Ils vont s’installer devant le ministère de la Santé. Ce jeudi en fin de matinée, à l’appel du collectif Inter-Urgences et soutenus par les syndicats, des délégations des plus de 80 services d’urgences en grève vont manifester pour «dire haut et fort l’impossibilité de faire correctement leur travail», comme l’explique un infirmier de l’hôpital de Lons-le-Saunier (Jura). «On nous a dit qu’une délégation sera reçue, a précisé à Libération Hugo Huon, infirmier à l’hôpital Lariboisière et membre du collectif Inter-Urgences. Le gouvernement se rend compte qu’il ne peut pas faire le dos rond et continuer de nous critiquer.»
Le changement de ton est, en tout cas, sensible au ministère de la Santé. Mardi, Agnès Buzyn avait vertement réagi à une série de dépôts d’arrêts de travail du personnel de nuit du service des urgences de l’hôpital parisien Lariboisière, dénonçant «le dévoiement» du personnel. La porte-parole du gouvernement s’est, elle, montrée plus conciliante mercredi matin. Sibeth Ndiaye a rappelé que la ministre était «disponible pour recevoir» les médecins urgentistes et «trouver des solutions» à leurs «difficultés». Et a assuré sur RTL «comprendre leur colère, parfois leur désespoir»,ajoutant même, à propos des arrêts maladie des derniers jours, qu’elle ne jetait «la pierre à personne» étant donné la situation de l’hôpital français.
Des mots doux qui ne suffiront peut-être pas à calmer un mouvement devenu inédit par son histoire, son ampleur et sa durée. Tout a commencé il y a deux mois, après l’agression d’un membre du personnel soignant, quand les infirmiers et les aides-soignants de l’hôpital Saint-Antoine à Paris se sont mobilisés. Cette initiative a vite fait tache d’huile, d’abord au sein des Hôpitaux de Paris (AP-HP), où des soignants ont créé le collectif Inter-Urgences, puis celle-ci n’a cessé de s’étendre.
A l’AP-HP, on en est désormais à plus de dix semaines de grève. Le taux global de mobilisation, qui prend en compte les personnels absents et assignés, se maintient «en deçà de 30 %» dans les 25 services concernés, selon la direction. Certains pourront dire que cela reste sous contrôle, pour autant, ce mouvement dure et surtout se charge d’exaspérations. Des incidents ont lieu, la permanence des soins devient parfois hasardeuse, des préfets, comme à Lons-le-Saunier, perdent leur sang-froid au point de faire appel à la force publique pour les réquisitions de médecins. Le collectif est pour sa part soutenu, voire encadré par les principaux syndicats hospitaliers (CGT, SUD, FO).

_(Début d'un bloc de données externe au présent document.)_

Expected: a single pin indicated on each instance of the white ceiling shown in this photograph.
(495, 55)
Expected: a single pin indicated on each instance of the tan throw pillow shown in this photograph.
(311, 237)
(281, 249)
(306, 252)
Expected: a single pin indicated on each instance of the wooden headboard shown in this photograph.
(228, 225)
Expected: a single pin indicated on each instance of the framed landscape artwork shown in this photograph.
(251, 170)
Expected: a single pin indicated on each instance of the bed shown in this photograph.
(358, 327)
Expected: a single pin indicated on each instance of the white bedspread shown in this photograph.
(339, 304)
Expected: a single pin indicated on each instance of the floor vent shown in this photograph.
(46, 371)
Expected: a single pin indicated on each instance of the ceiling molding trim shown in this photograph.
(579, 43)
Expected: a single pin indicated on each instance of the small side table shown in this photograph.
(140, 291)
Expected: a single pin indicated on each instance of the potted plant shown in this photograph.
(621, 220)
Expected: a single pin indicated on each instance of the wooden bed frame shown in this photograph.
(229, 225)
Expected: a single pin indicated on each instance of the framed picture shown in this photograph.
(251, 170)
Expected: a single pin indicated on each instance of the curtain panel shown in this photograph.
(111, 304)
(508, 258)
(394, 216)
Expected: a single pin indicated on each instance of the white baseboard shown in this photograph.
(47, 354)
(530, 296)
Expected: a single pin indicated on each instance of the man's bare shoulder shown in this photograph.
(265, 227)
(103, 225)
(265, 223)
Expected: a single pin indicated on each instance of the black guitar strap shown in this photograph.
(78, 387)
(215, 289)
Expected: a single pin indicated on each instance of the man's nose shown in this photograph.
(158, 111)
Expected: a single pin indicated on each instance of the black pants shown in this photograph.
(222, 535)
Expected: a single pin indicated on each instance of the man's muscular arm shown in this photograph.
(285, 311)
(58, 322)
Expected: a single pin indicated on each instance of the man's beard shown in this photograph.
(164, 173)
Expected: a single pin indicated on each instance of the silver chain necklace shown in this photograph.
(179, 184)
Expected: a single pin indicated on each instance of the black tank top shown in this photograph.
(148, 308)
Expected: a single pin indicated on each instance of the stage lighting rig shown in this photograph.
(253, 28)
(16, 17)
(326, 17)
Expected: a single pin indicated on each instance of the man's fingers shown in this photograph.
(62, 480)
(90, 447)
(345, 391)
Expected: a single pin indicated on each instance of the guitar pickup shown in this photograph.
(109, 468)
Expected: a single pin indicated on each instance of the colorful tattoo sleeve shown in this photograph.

Le conflit s’est cristallisé autour de revendications traditionnelles, comme la hausse des salaires et des effectifs. Mais les blessures sont profondes. Comme nous l’avait dit François Braun, chef de service au CHR de Metz-Thionville (Moselle) et président de Samu-Urgences de France, «jamais je n’ai vu un malaise de cette ampleur et une démobilisation complète de professionnels pourtant très attachés au service public». Non sans gravité, l’ordre des médecins a appelé mercredi «à l’organisation d’une concertation d’urgence impliquant tous les acteurs»,précisant : «Leur souffrance face aux conditions de travail actuelles doit être entendue.»